I am still trying to sort my thoughts out about the Czech Republic.  Honestly, before I started this adventure, I did not know much about this Central European country.  I knew that they seperated from Slovakia and that I need to work hard not to refer to the country as Czechoslovakia.  If I slip up- there is no shortage of people to remind me of my mistake.

We entered the Czech Republic along the Labe (or Elbe in German) river from Dresden.  Our first night was spent in a shipping container campground under a highway overpass in Decin.  All the facilities (bathrooms, showers, reception) were housed in Shipping containers.  I know, it doesn’t sound very nice, but it was clean, quiet and comfortable.

We followed the Labe into Prague where we spent a few days exploring the city (and getting cleaned up).  From Prague we ventured South East until we met the Austrian border. From there we followed the border to the South East corner where we camped in the “largest camp ground in the Czech Republic”.  A beautiful spot but a zoo of a campground. Although, they had an excellent restaurant, The Schnitzel House run by Peter.

The Czechs we have encountered seem to love Americans. When we first start trying to communicate there is usually a little tension. Many older Czech people don’t even want to try to communicate if you can’t speak Czech.  I have found that if you can engage them in the charades game along with trying to communicate in their language, that will break the ice and usually ends in laughter.  Most assume we are from England and when we say we live in the US- there hands go up, their faces relax and smiles emerge replacing the furloughed frown.

The frown usually quickly returns when we tell them we are from Oregon.

“ Where the hell is that?”

“Oh, near California, yeah, yeah, I know California.”

With this opening, Jay and I spend a little time chatting up the Pacific Northwest.

We are comfortable in the Czech Republic. There are well signed bike paths that tend to take you through scenic countryside.  There are tourist information offices with bike tourists in mind. Sometimes they have information in English.  Usually the best we can do is German – which I can get by with.  Most of the young adults are willing to give English a try.  Anyone who has learned some English will often seek out a conversation with us.

“Do you know my great aunt? She moved to New Jersey 10 years ago.”

The food here is heavy, meat based and lacking in diversity.  We have enjoyed a few traditional Czech meals but mostly cook for ourselves.  The grocery stores in the small towns we visit usually have a poor selection of fruits and vegetables. Pork is by far the easiest meat to find.  They love their cheese and bread.  Ice cream, although not as tasty as the ice cream in Germany is not bad.

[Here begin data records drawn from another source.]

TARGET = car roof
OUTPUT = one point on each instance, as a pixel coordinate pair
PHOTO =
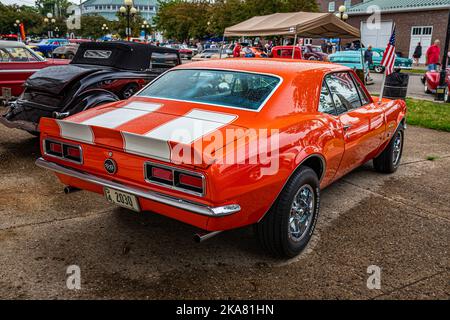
(279, 67)
(11, 44)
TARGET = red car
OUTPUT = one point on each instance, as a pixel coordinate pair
(431, 82)
(17, 64)
(222, 144)
(285, 52)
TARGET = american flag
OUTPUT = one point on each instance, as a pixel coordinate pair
(389, 56)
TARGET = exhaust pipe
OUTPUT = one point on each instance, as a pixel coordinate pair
(205, 236)
(70, 189)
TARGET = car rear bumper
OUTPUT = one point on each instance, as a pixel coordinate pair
(19, 124)
(178, 203)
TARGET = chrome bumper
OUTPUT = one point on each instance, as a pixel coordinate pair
(142, 193)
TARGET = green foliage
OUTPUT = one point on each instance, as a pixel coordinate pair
(182, 20)
(120, 26)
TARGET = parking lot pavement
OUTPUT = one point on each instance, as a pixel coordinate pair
(416, 89)
(398, 222)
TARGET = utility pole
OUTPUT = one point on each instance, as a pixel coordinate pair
(440, 92)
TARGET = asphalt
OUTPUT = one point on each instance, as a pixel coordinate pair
(398, 222)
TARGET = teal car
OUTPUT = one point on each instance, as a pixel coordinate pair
(354, 60)
(401, 63)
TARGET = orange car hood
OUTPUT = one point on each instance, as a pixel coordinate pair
(170, 131)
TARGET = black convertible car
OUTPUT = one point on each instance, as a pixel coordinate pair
(99, 73)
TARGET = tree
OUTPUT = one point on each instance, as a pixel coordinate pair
(91, 26)
(182, 20)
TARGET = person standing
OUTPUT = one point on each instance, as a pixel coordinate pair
(237, 50)
(368, 61)
(433, 53)
(417, 53)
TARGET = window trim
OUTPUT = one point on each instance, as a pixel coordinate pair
(216, 104)
(355, 82)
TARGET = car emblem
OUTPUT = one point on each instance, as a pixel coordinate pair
(110, 166)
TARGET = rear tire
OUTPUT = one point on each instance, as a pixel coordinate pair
(288, 226)
(389, 160)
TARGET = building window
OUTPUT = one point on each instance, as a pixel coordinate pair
(331, 6)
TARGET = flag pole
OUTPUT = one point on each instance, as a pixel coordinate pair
(384, 72)
(382, 86)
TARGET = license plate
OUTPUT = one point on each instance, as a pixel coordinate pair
(122, 199)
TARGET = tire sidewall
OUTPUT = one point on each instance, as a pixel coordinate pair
(305, 176)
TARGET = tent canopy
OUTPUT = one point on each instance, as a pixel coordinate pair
(304, 24)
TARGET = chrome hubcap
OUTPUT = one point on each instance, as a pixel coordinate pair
(301, 214)
(397, 148)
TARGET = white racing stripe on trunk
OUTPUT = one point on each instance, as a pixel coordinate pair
(190, 127)
(75, 131)
(120, 116)
(143, 146)
(185, 129)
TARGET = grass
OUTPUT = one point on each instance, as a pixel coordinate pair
(419, 71)
(428, 114)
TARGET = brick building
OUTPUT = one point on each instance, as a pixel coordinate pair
(416, 21)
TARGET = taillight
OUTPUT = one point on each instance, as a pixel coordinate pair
(162, 174)
(174, 178)
(55, 148)
(72, 153)
(191, 182)
(63, 150)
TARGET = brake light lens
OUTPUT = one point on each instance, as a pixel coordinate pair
(72, 153)
(55, 148)
(190, 181)
(174, 178)
(162, 174)
(63, 150)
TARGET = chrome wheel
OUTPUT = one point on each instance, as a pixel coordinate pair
(302, 212)
(397, 148)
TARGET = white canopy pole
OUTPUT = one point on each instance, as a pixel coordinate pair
(294, 45)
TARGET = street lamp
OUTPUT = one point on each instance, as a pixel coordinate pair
(47, 21)
(105, 29)
(145, 26)
(128, 11)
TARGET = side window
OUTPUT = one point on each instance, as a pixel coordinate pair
(343, 92)
(326, 104)
(362, 94)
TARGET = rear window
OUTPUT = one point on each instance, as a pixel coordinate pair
(225, 88)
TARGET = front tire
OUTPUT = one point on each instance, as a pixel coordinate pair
(288, 226)
(389, 160)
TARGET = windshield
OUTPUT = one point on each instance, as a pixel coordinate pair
(225, 88)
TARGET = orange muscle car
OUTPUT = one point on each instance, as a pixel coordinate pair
(228, 143)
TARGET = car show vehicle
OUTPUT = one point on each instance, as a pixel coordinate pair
(68, 51)
(100, 72)
(285, 52)
(431, 81)
(311, 52)
(209, 54)
(17, 63)
(46, 46)
(222, 144)
(351, 58)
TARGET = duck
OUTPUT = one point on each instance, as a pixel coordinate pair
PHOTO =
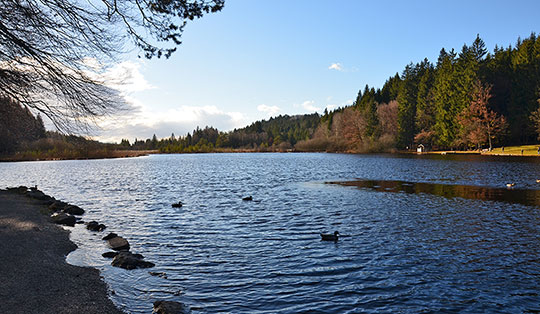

Pivo (beer) is cheaper than water, juice or soda.  In most of the rural stores the Pivo is limited to a pilsner or two with little diversity.  It is never too early to start drinking Pivo in the Czech Republic.  I have been up at 6am working in the common area of a camp ground and invariably there will be a man drinking Pivo.  Probably on his second or third already.  And yes, I did specifically say man. I have not seen a woman in CR drinking a beer before noon.

Along with Pivo or (other alcohol) is the seemingly national sport of cigarette smoking.  Male, female, young or old, the rates of smoking in Czech Republic are even higher than in Germany.  Mind you this conclusion is purely based on observational data from our tour.

There are definitely some beautiful areas of the Czech Republic.  If you are looking for a relatively cheap mountain biking holiday, there are some fantastic bike parks and bike paths.  Prague was relatively expensive (as expected) compared to the rest of the country. Although on the whole, The Czech Republic has been the least expensive on our tour (so far).

I am glad we decided to travel to the Czech Republic.  It has been a fantastic two weeks.  The riding was definitely more interesting from a terrain perspective than following the Elbe. We met some wonderful Czech people who have made our adventure just that much better.

 

Pictures to come soon.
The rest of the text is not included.